Book Description
Ruby is an increasingly popular, fully object-oriented dynamic programming language, hailed by many practitioners as the finest and most useful language available today. When Ruby first burst onto the scene in the Western world, the Pragmatic Programmers were there with the definitive reference manual, Programming Ruby: The Pragmatic Programmer's Guide. Now in its Second Edition, author Dave Thomas has expanded the famous Pickaxe book with over 200 pages of new content, covering all the new and improved language features of Ruby 1.8 and standard library modules. The Pickaxe contains four major sections:
- An acclaimed tutorial on using Ruby.
- The definitive reference to the language.

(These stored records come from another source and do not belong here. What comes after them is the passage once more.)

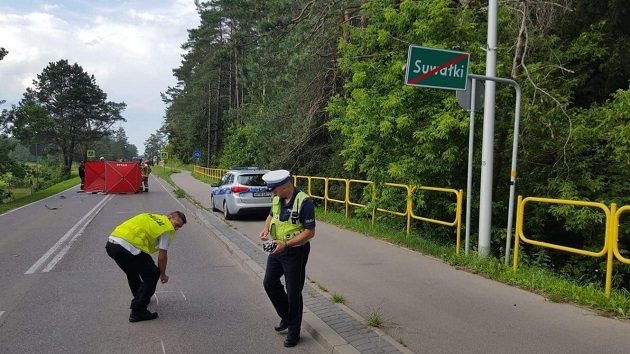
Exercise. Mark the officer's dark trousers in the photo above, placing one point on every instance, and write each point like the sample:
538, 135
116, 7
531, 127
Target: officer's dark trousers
292, 264
142, 274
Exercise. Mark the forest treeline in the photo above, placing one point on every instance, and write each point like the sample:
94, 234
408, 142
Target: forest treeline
317, 87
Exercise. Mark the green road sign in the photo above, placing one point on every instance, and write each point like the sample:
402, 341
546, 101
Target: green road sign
437, 68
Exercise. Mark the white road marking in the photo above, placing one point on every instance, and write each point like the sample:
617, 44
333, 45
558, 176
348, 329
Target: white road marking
162, 185
66, 248
63, 239
37, 201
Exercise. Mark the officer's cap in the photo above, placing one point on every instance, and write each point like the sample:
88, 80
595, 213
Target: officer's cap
275, 179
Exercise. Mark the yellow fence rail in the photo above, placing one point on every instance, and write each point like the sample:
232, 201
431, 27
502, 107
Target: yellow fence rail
407, 213
213, 173
610, 237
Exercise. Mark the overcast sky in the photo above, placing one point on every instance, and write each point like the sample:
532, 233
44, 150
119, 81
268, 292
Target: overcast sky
131, 48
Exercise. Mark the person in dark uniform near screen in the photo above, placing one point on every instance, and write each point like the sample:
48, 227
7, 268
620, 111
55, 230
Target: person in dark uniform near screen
290, 224
82, 173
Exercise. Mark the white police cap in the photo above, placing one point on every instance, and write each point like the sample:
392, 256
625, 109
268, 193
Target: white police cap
276, 178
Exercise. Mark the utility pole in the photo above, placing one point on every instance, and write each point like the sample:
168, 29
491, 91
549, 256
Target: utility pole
487, 148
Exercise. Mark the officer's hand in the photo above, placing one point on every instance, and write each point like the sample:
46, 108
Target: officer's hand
164, 278
280, 247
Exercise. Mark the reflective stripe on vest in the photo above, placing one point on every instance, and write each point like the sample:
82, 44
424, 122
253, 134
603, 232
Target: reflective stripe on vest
144, 230
285, 230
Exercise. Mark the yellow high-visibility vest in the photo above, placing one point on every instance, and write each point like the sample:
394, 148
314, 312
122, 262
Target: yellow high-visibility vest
285, 230
144, 230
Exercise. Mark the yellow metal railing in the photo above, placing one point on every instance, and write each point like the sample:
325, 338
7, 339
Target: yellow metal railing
459, 196
614, 228
611, 234
214, 173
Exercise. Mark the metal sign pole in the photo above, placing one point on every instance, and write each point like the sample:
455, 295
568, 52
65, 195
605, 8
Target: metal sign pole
471, 139
517, 120
487, 148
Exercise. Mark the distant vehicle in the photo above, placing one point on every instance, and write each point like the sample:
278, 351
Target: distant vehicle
241, 191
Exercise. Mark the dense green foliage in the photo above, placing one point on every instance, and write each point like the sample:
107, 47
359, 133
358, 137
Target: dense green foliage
317, 87
65, 108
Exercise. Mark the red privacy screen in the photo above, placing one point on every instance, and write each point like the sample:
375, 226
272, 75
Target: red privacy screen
112, 177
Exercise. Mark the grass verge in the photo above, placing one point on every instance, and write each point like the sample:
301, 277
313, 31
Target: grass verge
54, 189
534, 279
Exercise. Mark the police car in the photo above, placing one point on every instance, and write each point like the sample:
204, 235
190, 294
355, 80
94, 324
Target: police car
241, 191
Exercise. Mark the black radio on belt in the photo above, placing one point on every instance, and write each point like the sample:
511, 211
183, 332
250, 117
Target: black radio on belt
294, 217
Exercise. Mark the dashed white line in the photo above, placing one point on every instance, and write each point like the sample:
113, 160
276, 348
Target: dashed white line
66, 248
63, 239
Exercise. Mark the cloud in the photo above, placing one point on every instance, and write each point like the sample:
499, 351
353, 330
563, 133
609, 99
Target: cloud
129, 47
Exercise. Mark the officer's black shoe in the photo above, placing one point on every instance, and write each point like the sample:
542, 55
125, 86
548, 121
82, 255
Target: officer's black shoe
291, 341
146, 315
281, 326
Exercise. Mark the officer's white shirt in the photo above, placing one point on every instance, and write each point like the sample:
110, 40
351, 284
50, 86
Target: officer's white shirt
162, 243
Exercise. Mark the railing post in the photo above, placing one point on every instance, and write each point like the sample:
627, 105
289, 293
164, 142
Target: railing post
309, 185
611, 239
458, 211
409, 207
373, 203
326, 195
347, 199
519, 226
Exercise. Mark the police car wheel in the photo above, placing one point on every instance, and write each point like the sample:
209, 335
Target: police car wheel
214, 207
226, 212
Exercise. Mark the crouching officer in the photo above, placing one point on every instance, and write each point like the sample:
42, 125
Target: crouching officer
131, 245
291, 224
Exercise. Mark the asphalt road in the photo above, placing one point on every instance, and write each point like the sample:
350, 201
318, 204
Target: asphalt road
434, 308
61, 293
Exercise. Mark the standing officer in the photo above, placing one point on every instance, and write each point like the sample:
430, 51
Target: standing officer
146, 170
131, 245
82, 173
291, 224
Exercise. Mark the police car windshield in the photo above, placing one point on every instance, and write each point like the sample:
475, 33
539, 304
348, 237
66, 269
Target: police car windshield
251, 180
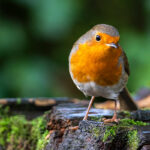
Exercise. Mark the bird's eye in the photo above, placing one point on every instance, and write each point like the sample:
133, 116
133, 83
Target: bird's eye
98, 38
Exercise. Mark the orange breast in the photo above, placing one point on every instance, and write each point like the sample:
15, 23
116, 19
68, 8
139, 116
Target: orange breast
98, 63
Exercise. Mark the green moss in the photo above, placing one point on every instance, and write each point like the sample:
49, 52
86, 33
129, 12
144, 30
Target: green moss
18, 133
133, 139
111, 131
125, 114
18, 101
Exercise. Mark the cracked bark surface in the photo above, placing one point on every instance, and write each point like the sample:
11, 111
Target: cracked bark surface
90, 135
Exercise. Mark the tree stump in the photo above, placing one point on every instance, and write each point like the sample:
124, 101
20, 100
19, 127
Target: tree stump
131, 133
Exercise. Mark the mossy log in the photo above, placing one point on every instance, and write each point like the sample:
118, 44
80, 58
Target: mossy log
131, 133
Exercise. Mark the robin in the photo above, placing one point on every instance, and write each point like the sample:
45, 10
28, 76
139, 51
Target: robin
99, 67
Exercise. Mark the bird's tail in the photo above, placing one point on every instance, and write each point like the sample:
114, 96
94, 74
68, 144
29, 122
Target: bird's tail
126, 101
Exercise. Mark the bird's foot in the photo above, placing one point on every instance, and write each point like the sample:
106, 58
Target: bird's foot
74, 128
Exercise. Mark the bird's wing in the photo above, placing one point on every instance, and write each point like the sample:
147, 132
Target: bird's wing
126, 64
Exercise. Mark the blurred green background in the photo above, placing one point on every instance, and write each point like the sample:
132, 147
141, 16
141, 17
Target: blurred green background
36, 37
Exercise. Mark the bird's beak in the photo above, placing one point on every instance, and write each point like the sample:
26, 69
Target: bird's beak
112, 45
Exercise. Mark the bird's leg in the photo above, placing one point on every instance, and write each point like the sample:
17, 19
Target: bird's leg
114, 118
86, 115
89, 107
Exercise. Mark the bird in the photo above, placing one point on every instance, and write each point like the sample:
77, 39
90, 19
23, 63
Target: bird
99, 68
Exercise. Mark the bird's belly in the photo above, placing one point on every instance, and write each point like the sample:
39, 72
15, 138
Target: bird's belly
93, 89
103, 68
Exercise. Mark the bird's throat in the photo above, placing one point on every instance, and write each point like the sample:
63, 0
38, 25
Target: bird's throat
97, 63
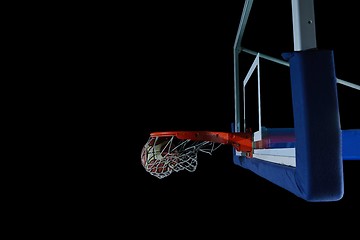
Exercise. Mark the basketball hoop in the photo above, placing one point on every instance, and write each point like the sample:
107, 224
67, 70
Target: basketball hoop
166, 152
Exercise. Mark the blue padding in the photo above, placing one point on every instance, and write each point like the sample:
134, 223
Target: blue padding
351, 144
318, 175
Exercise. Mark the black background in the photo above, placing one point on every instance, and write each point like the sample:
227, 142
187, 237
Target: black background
169, 66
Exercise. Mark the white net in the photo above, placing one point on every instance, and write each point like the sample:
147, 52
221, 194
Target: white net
161, 156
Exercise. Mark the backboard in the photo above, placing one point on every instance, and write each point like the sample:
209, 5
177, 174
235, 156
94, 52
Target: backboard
286, 90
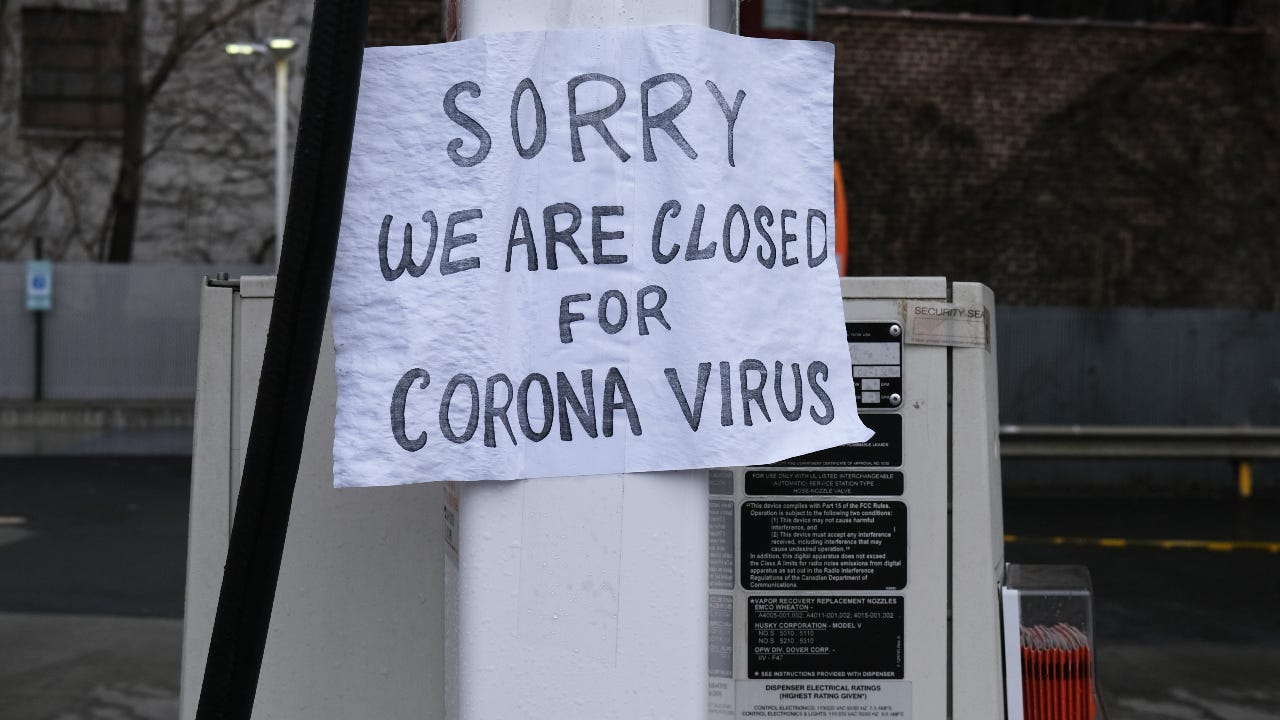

- Complete documentation on all built-in classes, modules, and methods
- Complete descriptions of all 98 standard libraries.
Reviews From AMAZON.COM
Essential reference
This is basically the same book as the first edition, but updated for ruby 1.8, including the many new packages that are part of the standard ruby installer. The sections on gem, RDoc, and Test::Unit were welcome additions. I would have liked to see a lot more coverage of the Win32 libraries, but at over 800 pages I suppose the author had to make some hard decisions.
You better already know how to program...
I'd suggest already knowing an OO language before you start reading this book. The book approaches its concepts backwards: It starts with the complexities (except for that intro chapter) and then teaches you the simple concepts. One of the things that was completely stupid was that it showed examples of using regular expressions for 1.5 chapters and then explained what regular expressions were afterwards. The authors do not have the common couresy to let you know they'll explain what their stuff means later.
I also agree with a previous review that says this book should be 1/3rd as long as it ended up being.
Now if you already know OO concepts, this book is great. The authors explain everything in as much detail as necessary or more (and i'd rather have more than less). They often explain something and compare it to C or C++ or Java which I like. And the book seems to be absolutely complete. You'll feel like a Ruby MASTER when you finish it. For someone that already knows OOP, the only way this book could be better would be if it were more concise.
If you're a programmer and you want to pick up Ruby, I suggest it.